Sweet stories with classic memories to last forever.

Ginger said...

Diane,

I wrote an earlier comment, but it didn't show up so I think I FAILed. Trying again...

LOVE the way you write. This is the first piece of your prose I've read, and I'm a fan. Excellent!

Hugs,
Ginger

writingdianet said...

Thanks, sweet writer friend:) I'm copying you. I just submitted this one to midlifecollage. We'll see what happens!

Debbie said...

Lovely post!

writingdianet said...

Gingerrrrrrr! West Virginia Writer friend! Thank you so much for stopping by. And you fed my ravenous self-esteem. I love you:)

writingdianet said...

And Debbie! Eeek! I must go visit your wildly popular blog, friend! Hope all is well with you.

I am soooo feeling the love this a.m.. Oops! It's afternoon now. Oh well!
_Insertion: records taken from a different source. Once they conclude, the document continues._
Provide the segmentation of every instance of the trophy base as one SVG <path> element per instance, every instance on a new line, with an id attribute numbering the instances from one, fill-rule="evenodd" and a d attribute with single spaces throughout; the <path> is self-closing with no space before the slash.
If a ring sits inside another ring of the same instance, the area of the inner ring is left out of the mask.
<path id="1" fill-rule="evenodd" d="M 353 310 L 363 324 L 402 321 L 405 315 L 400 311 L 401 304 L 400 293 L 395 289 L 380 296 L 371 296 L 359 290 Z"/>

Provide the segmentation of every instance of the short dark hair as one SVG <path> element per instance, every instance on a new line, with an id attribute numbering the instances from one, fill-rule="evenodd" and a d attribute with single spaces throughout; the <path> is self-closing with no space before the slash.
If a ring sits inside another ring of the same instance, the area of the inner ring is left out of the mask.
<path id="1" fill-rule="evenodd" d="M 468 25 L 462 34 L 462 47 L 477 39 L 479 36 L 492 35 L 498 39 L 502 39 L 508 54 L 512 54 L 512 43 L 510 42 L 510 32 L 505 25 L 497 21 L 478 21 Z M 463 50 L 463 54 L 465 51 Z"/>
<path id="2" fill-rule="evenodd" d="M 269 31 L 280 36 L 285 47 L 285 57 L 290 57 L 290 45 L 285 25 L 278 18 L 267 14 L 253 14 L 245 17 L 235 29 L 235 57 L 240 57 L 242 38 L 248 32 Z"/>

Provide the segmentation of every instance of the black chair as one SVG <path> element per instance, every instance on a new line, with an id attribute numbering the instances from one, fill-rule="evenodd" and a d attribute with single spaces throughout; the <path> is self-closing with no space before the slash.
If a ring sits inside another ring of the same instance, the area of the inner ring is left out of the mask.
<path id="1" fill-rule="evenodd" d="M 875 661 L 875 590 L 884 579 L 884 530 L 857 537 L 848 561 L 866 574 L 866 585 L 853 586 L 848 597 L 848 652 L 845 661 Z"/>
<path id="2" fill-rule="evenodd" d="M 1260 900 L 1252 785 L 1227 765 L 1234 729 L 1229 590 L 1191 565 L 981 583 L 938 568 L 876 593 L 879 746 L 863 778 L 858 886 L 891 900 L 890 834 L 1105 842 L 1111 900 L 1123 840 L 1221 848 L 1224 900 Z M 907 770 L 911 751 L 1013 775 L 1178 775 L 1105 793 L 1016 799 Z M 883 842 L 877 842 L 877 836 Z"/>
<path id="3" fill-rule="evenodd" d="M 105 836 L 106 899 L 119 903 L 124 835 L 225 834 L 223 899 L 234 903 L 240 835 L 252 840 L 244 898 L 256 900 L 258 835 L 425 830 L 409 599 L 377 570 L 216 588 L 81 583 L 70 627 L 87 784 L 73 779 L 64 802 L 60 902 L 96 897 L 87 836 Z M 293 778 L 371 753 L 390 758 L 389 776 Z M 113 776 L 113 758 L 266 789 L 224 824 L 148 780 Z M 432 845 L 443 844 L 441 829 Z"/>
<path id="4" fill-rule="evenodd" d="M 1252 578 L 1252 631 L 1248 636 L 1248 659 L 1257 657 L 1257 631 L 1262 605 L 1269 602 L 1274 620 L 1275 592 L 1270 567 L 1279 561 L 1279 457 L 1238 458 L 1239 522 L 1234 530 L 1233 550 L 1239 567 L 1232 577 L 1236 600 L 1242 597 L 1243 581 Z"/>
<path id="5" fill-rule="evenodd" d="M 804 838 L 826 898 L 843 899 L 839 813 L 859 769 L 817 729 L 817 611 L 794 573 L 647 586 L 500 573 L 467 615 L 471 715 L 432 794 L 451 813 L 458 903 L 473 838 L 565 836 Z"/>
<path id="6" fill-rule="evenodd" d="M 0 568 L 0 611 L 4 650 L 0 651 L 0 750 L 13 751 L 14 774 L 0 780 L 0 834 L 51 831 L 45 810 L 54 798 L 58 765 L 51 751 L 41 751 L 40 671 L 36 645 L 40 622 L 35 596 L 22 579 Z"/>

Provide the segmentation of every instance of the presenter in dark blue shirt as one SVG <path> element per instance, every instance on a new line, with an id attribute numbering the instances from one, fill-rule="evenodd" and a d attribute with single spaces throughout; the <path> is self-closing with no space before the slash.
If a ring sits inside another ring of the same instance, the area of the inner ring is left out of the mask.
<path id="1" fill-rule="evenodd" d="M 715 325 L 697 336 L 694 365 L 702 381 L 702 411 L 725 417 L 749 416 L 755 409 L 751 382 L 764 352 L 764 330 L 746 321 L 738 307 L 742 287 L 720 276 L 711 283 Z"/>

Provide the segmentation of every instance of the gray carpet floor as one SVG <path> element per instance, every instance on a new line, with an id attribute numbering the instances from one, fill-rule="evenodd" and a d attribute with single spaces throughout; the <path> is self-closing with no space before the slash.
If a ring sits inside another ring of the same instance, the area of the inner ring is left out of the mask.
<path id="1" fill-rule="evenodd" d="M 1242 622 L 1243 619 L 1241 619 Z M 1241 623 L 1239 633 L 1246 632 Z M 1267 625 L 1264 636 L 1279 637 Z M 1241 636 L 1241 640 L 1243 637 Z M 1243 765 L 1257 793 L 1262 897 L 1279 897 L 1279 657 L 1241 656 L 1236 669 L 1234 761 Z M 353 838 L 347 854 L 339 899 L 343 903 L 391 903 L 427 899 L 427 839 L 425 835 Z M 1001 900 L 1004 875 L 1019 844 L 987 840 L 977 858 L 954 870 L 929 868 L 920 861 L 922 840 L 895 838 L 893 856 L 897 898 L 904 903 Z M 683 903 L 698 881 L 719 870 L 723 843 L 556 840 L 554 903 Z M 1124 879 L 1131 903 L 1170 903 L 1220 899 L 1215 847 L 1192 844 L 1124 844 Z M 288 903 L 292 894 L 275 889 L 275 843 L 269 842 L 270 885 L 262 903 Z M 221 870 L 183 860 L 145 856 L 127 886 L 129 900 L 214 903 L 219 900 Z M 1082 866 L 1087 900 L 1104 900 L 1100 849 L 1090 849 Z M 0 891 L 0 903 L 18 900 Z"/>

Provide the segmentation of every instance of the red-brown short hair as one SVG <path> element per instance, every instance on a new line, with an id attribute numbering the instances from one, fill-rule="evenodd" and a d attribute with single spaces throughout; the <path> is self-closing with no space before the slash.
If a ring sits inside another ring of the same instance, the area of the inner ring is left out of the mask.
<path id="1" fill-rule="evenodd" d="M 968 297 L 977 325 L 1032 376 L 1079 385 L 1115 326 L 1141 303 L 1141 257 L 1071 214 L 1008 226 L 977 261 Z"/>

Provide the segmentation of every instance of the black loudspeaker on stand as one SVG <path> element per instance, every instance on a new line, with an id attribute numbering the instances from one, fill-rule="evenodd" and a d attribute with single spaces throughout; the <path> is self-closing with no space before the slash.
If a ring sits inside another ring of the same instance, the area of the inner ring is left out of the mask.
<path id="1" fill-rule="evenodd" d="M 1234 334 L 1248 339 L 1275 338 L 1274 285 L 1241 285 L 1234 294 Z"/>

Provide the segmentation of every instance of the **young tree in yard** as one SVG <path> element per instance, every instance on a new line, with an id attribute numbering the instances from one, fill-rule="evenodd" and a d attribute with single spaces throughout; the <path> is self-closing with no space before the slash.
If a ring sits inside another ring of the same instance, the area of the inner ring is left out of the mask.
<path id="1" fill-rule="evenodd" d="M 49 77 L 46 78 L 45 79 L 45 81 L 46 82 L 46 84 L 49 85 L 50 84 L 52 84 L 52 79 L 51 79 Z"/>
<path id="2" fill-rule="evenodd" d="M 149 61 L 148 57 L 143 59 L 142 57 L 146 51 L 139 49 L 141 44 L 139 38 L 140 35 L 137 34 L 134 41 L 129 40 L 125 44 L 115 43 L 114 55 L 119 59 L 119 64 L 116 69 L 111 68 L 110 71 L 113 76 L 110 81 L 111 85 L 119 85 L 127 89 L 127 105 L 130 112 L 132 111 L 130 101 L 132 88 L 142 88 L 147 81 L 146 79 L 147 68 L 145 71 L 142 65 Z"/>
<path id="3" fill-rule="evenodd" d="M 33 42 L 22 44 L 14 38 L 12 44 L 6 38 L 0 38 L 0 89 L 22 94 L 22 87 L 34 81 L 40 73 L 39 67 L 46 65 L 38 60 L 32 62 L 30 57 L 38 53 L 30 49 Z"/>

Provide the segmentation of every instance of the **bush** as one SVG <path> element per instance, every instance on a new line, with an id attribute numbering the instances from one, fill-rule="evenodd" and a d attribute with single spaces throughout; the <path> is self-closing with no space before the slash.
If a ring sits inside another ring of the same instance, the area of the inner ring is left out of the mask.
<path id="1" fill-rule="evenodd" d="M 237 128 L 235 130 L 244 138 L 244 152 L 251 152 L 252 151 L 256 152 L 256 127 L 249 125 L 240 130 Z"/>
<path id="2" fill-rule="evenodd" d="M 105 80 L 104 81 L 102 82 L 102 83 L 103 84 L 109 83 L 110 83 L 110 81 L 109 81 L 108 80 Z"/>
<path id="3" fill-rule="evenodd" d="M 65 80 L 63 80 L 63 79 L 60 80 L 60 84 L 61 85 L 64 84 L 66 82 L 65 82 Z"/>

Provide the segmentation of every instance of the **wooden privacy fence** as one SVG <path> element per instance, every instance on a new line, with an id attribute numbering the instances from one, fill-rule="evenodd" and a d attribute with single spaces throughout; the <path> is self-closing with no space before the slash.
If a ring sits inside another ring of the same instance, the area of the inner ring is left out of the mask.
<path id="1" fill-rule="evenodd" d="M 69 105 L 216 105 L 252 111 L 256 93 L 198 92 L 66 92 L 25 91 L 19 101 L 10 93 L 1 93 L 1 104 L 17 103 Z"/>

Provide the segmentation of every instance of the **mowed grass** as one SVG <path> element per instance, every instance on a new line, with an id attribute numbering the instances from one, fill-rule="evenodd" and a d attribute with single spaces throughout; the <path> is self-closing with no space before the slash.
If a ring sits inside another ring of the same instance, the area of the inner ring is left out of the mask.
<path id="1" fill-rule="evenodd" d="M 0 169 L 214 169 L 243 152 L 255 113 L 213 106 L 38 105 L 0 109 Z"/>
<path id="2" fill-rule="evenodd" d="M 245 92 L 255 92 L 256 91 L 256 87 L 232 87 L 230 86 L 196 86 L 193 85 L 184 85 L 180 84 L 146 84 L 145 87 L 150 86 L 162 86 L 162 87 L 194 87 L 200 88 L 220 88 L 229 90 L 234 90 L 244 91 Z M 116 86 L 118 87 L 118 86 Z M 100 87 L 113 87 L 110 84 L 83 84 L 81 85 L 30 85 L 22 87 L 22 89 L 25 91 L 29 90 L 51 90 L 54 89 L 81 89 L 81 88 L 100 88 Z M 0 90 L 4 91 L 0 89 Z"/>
I have to say, blog comments are (almost) as satisfying as large quantities of coffee:)

Tony said...

Doc was sure one cool cat!!!

writingdianet said...

My dad (aka Pops, Doc) truly was a very cool cat. Yours was awesome too, Tony. But you know that:)

B. WHITTINGTON said...

WHAT GREAT memories you have of your dad. I envy you. My dad died when I was two and I only have semi memories of times my sisters have told me about.
Blessings to you and yours.
Lovely lovely piece.
Barb

writingdianet said...

Oh, gosh, Barb. I'm sorry. That's so sad:(

I had a gal come up to me on Saturday before Zumba class and apologize. "I couldn't read your blog this week," she said. "See my dad . . ." Her tale did not go well.
I did have the thought when I posted this, that it might prick those who had a less than ideal dad, an absent father, or who had lost theirs early on. It must be really tough, especially on Father's Day.
Glad you liked the post though. It means a lot, friend.

Paige Meek Cobb said...

Once again you bring back memories. Summers at hotel pools, walking from Green Oak to Gallaher and of course...Sonny and Cher!